The cheese making process is both art and science. In order to make our Frisian Farmstead Gouda in the Dutch tradition, we invited a Dutch cheesemaker to our farm to assist us in developing our techniques so that we would produce a cheese that reflects the perfection of a process that has developed over hundreds of years.
Our cheese begins with milk from our 80 cow Holstein herd. The raw milk is piped directly from the milking parlor to the cheese vat in the cheese house on the farm. After pasteurization, the milk is cooled to 85 degrees and the milk is cultured with the gouda culture. It is then mixed for 20 minutes and the rennet is added to coagulate the milk until the curd can be separated from the whey. A curd is made by curdling or coagulating the raw milk with rennet. Increased acidity causes the milk proteins to turn into solid masses, or "curds". The liquid portion or milk plasma is called whey. Some of the whey is then drained, and water is added which is called "washing the curd." This washing removes some of the lactic acid and creates a sweeter cheese. About ten percent of the mixture is curds.
The curds are pressed into moulds. We are currently using a variety of moulds that include one pound, two pound and 18-22 pound moulds. These moulds are round and create “wheels” of cheese, the traditional, characteristic shape. The cheese is then soaked in a brine or salt solution for 18–24 hours which gives the cheese its rind. The cheese is then dried for a couple of days before an edible coating is applied to prevent it from drying out. The burnished orange rind on our Frisian Farmstead Gouda is an easy way to distinguish the artisanal version of Gouda from the wax-encased supermarket variety.

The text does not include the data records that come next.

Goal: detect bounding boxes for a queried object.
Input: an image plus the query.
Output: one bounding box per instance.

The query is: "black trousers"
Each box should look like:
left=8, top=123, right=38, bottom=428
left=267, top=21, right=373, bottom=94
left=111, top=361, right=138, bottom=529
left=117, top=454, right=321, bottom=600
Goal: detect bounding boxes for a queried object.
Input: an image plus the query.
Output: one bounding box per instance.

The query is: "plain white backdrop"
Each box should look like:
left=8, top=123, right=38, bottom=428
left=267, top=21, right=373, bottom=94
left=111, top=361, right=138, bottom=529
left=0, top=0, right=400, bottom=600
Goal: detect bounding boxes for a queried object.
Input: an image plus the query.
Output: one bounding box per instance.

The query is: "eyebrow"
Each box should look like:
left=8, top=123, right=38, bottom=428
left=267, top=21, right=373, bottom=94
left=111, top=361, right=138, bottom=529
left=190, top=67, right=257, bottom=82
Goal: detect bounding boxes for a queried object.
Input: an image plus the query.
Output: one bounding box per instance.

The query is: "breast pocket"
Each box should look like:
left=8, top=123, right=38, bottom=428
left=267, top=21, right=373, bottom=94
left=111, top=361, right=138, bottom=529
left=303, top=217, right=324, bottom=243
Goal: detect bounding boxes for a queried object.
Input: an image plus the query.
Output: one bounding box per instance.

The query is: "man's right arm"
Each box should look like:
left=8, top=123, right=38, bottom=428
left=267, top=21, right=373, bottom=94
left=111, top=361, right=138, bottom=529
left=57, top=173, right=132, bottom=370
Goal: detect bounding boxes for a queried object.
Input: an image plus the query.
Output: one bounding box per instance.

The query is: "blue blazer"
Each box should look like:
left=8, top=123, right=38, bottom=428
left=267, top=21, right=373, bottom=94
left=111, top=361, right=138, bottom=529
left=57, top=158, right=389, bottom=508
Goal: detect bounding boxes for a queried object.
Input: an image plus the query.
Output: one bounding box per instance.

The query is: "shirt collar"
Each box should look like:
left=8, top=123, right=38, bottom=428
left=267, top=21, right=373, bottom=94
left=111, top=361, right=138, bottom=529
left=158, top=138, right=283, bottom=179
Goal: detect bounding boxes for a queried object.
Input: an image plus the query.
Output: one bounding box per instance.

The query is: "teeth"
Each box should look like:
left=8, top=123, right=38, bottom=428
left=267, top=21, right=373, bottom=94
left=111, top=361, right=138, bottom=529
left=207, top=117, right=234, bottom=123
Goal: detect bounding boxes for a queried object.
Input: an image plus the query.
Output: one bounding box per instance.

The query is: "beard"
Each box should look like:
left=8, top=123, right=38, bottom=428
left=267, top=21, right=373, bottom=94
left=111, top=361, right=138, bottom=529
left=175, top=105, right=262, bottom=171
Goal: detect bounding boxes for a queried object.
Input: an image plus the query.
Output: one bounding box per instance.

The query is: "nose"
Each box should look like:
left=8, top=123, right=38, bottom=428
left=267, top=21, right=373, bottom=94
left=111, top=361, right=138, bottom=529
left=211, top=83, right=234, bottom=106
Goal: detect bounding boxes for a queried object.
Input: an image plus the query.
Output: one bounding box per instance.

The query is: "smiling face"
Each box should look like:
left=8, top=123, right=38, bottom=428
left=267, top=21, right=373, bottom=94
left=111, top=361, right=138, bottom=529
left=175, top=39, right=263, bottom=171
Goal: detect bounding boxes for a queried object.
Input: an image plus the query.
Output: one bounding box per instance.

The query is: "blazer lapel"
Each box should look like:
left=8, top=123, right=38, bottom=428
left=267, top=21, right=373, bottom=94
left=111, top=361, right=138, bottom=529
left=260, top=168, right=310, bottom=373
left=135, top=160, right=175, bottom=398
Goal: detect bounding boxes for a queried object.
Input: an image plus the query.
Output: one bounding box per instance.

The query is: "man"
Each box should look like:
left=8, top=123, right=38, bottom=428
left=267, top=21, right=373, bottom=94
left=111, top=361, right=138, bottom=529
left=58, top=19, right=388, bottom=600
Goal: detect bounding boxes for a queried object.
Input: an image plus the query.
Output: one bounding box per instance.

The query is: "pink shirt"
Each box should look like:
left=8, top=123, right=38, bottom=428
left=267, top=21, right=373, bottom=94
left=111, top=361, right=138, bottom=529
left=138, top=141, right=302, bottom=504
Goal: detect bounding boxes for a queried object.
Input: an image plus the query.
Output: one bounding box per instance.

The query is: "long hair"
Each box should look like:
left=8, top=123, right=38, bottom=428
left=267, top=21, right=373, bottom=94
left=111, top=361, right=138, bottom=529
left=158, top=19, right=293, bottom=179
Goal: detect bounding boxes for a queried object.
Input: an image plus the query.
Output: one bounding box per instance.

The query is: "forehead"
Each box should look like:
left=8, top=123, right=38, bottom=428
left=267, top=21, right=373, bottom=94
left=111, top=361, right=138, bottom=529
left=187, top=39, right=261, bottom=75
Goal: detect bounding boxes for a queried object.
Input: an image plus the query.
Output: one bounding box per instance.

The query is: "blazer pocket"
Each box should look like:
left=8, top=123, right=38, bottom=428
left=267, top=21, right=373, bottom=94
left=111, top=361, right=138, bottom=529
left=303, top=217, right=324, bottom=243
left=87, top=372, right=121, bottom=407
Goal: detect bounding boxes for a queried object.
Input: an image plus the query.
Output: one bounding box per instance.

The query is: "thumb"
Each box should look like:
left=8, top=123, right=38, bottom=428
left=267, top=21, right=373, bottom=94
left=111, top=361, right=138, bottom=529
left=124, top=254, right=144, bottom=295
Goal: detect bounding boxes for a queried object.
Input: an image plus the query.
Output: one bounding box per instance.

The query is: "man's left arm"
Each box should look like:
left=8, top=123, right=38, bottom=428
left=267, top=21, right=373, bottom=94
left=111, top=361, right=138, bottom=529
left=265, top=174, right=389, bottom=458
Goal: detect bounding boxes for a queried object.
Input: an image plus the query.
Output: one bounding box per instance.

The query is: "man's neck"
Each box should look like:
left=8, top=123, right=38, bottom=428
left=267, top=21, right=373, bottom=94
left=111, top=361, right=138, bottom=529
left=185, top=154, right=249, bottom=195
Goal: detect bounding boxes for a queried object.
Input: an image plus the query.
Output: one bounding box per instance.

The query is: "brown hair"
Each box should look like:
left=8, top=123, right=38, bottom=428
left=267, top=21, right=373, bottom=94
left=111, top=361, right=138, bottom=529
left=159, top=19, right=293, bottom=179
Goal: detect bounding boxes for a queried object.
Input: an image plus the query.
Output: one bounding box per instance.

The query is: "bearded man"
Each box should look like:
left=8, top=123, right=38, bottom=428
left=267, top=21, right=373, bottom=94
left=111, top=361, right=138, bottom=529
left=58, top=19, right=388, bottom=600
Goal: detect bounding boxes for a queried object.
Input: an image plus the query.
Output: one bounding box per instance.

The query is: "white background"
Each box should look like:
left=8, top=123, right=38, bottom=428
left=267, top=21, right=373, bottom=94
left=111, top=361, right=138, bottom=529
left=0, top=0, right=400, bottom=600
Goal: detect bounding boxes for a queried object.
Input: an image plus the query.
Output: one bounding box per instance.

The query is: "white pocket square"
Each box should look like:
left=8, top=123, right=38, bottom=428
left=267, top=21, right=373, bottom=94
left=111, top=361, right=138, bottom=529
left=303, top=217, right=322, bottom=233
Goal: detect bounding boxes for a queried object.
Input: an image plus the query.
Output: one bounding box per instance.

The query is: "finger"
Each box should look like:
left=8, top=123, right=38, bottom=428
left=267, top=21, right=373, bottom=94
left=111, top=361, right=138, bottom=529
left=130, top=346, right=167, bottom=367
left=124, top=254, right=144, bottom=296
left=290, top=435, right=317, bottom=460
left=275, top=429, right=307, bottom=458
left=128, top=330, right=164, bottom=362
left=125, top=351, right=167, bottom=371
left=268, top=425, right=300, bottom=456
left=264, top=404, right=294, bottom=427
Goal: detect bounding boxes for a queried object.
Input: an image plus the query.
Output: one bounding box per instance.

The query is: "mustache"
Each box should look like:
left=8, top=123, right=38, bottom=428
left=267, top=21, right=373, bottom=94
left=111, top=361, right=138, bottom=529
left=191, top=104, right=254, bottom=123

Affinage (ripening and curing) of the cheese occurs in a climate controlled storage area where the cheese is stored and aged on cedar shelves at a temperature of 50 degrees with a humidity level of 86%. The timing depends on age classification. We age the cheese for a minimum of 6-8 weeks which gives it a fresh taste with hints of nuttiness and fruit. The flavors intensify as it ages for a number of weeks to over 2-5 years. As it ages it develops a caramel sweetness and sometimes has a slight crunchiness from protein crystals that form in the well-aged cheese.